Ok now here is my question. There is a photo contest. Since he is much better with a camera I am going ot let him take a picture...what for it...my guns. What are some of the things you guys would like to see in a gun picture. I know the gun, and I think ammo if setup right looks good. Is there anything other than a swimsuit model...ok I just had to throw that in there.

2 ideas I want to use will be my Grandfather's WWII service picture along with the flag that covered his coffin (wasn't sure how it would look since I don't have any old guns). Since you guys and ladies (just for you Holly) like guns and I figured most have looked through gun magazines there must be somethings that caught your eye and made you say wow i like how they put that in the photo. Also if you can find the photos I would greatly appreciate it. I have a few ideas, just wanted the help.


----------



## Holly (Oct 15, 2011)

Thanks for thinking of me! :mrgreen: Man, I feel special... and so early in the morning!

I think the background is always what I notice before the gun. When I look at photo contest pictures, and see this,








I just shake my head and look away. I have looked at this picture three times this morning and can tell you all about the guy's coffee cup, or what is on his computer, but can't recall what his gun looks like. A nice clean background would have done wonders.

I think the flag would be a nice touch. I like to see personal items a lot more than strewn bullets, or knives, etc.

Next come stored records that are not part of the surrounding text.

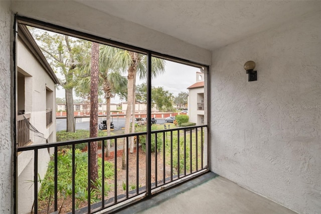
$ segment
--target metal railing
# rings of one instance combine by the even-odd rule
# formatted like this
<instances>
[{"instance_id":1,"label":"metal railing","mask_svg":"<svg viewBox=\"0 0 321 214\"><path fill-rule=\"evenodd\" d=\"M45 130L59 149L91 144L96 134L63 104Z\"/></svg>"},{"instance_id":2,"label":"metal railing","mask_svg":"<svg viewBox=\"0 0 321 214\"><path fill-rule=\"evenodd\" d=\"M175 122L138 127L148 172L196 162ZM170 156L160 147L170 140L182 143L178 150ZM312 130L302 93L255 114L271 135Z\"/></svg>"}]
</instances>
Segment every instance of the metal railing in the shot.
<instances>
[{"instance_id":1,"label":"metal railing","mask_svg":"<svg viewBox=\"0 0 321 214\"><path fill-rule=\"evenodd\" d=\"M33 159L35 161L33 183L34 188L35 213L38 213L39 208L38 190L40 187L39 183L40 178L38 177L38 161L41 161L41 157L38 156L38 151L42 149L50 148L53 152L51 161L53 163L52 165L54 166L54 170L53 172L52 172L53 174L50 175L49 176L54 178L52 182L53 202L52 210L50 211L52 212L58 211L59 207L61 205L59 204L58 197L59 192L62 191L61 187L58 188L60 170L58 167L58 156L64 154L67 147L69 148L68 152L72 154L71 160L70 161L72 166L71 171L72 182L71 184L66 184L67 186L65 187L71 186L69 200L71 201L71 205L68 211L72 213L92 213L103 210L115 211L119 208L119 206L123 207L134 200L136 201L137 199L135 198L137 197L141 199L151 196L154 193L179 183L184 179L189 179L193 176L197 176L208 171L207 166L209 157L206 149L208 148L208 141L205 140L208 135L207 126L151 131L149 149L152 153L149 154L142 151L147 147L145 144L145 139L147 139L147 135L146 132L139 132L18 147L19 152L33 151ZM123 149L124 148L128 148L131 137L134 138L135 144L138 144L138 147L134 150L133 153L129 154L128 152L128 150L127 150L127 152L125 153L125 159L123 163L125 163L125 168L124 171L120 171L120 170L122 170L119 169L121 168L118 160L122 157L117 155L117 153L119 155L119 149L117 149L117 148L122 147ZM101 176L99 178L101 179L101 183L100 187L101 194L98 197L99 202L91 203L91 198L93 195L91 194L91 191L87 191L87 200L85 206L82 208L76 207L76 200L78 195L77 194L76 195L76 194L75 180L77 176L76 170L78 170L78 168L75 156L76 153L79 151L76 151L76 147L80 144L83 143L86 144L88 146L88 150L86 152L87 152L88 156L88 176L86 180L88 189L90 189L91 183L89 157L92 152L90 146L94 142L101 142L101 147L99 149L98 153L102 154L102 157L104 157L106 152L105 147L108 140L113 144L112 148L113 156L112 156L112 159L111 160L101 161L101 165L99 166L101 170ZM122 149L121 148L120 150L122 150ZM143 154L142 156L142 154ZM149 157L151 158L147 159L147 155L150 155ZM150 161L146 163L146 166L143 168L141 165L145 162L146 159L150 159ZM114 176L112 179L106 180L105 168L108 161L113 165ZM131 164L130 166L129 165L129 163ZM134 164L133 164L133 163ZM63 167L66 167L66 166ZM133 168L135 168L135 170L134 170L135 174L133 176L129 175L130 168L131 171L133 171ZM148 170L150 171L148 172ZM120 176L121 172L123 172L123 174L124 173L125 175L124 178ZM150 177L147 177L147 174L150 174ZM129 180L129 175L131 176L131 179L133 179L133 181ZM146 181L144 183L145 186L142 185L142 180ZM120 180L122 179L123 180ZM120 181L122 181L122 183L121 183ZM144 183L142 183L143 184ZM106 187L106 185L108 186ZM130 186L132 188L130 188ZM122 190L119 190L119 187L121 187ZM108 194L106 194L105 193L109 187L110 189L109 190ZM148 192L148 189L151 189L151 192ZM16 190L19 194L20 190Z\"/></svg>"},{"instance_id":2,"label":"metal railing","mask_svg":"<svg viewBox=\"0 0 321 214\"><path fill-rule=\"evenodd\" d=\"M20 115L17 116L17 143L19 147L24 146L31 142L29 132L29 119L31 114Z\"/></svg>"},{"instance_id":3,"label":"metal railing","mask_svg":"<svg viewBox=\"0 0 321 214\"><path fill-rule=\"evenodd\" d=\"M52 110L46 111L46 126L48 126L52 123Z\"/></svg>"},{"instance_id":4,"label":"metal railing","mask_svg":"<svg viewBox=\"0 0 321 214\"><path fill-rule=\"evenodd\" d=\"M198 102L197 103L197 110L204 110L204 102Z\"/></svg>"}]
</instances>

Keep it simple. That's just me. Good luck!


----------



## Brevard13 (Nov 28, 2010)

Thanks Holly. The concept I had was since I am using my M&P's is since it stand for Military and Police to go with the Military route. There are like 8 gun photos, nothing that i am real impressed with though.


















There is two.


----------



## Steve M1911A1 (Feb 6, 2008)

Your husky's eye makeup is stunning.

(Samoyeds and huskies always look to me as if they have extra-long, artificial eyelashes and well-applied eyeliner.)


----------



## Holly (Oct 15, 2011)

Steve M1911A1 said:


> Your husky's eye makeup is stunning.
> 
> (Samoyeds and huskies always look to me as if they have extra-long, artificial eyelashes and well-applied eyeliner.)


So true.

Brevard,

I feel like there is way too much going on in those two photos you showed us. It might just be me, but try limiting the "other stuff" around your gun to one or two items.

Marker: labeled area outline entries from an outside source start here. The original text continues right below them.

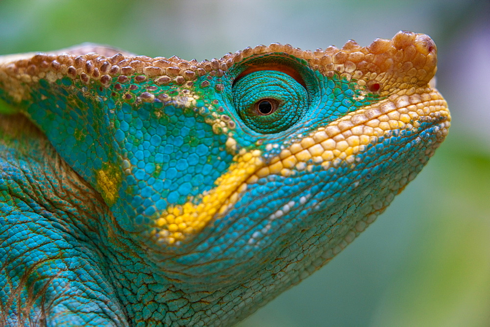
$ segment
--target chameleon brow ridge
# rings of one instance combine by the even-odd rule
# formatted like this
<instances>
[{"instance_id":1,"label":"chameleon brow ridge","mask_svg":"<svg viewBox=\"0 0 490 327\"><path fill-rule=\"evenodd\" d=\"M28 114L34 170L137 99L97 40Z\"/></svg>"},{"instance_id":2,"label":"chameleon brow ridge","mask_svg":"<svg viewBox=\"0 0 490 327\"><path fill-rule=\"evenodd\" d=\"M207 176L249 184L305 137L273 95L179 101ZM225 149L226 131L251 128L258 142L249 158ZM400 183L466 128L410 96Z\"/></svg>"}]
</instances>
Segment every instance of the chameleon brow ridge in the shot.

It's just a little too busy for my brain.


----------



## Brevard13 (Nov 28, 2010)

Well one of the two contest is out. For one you had to use your guns in a picture with a product you bought form them. And I have never bought anything from them. And no point in throwing ammo everywhere and lying and saying I bought the ammo from them. Now the other is just a photo contest. The majority is scenary, pics of people's pets. They want my wife to enter since she likes taking pictures, and the place she works is doing it. So since she is just getting started into really liking guns we have decided to go the route of the Veteran tribute. We will have either 2 or 3 of our M&P's A folded up US flag from a military funeral along with pics of my grandfathers, and if her mom can find it her grandfather in his service uniform. As soon as it get taken aand stuff I will put it up.

Steve that husky has better eye make-up than some of the girls walking around here.


----------



## chessail77 (Mar 15, 2011)

These might be a bit cluttered as simple is better.....but great pics ......JJ


----------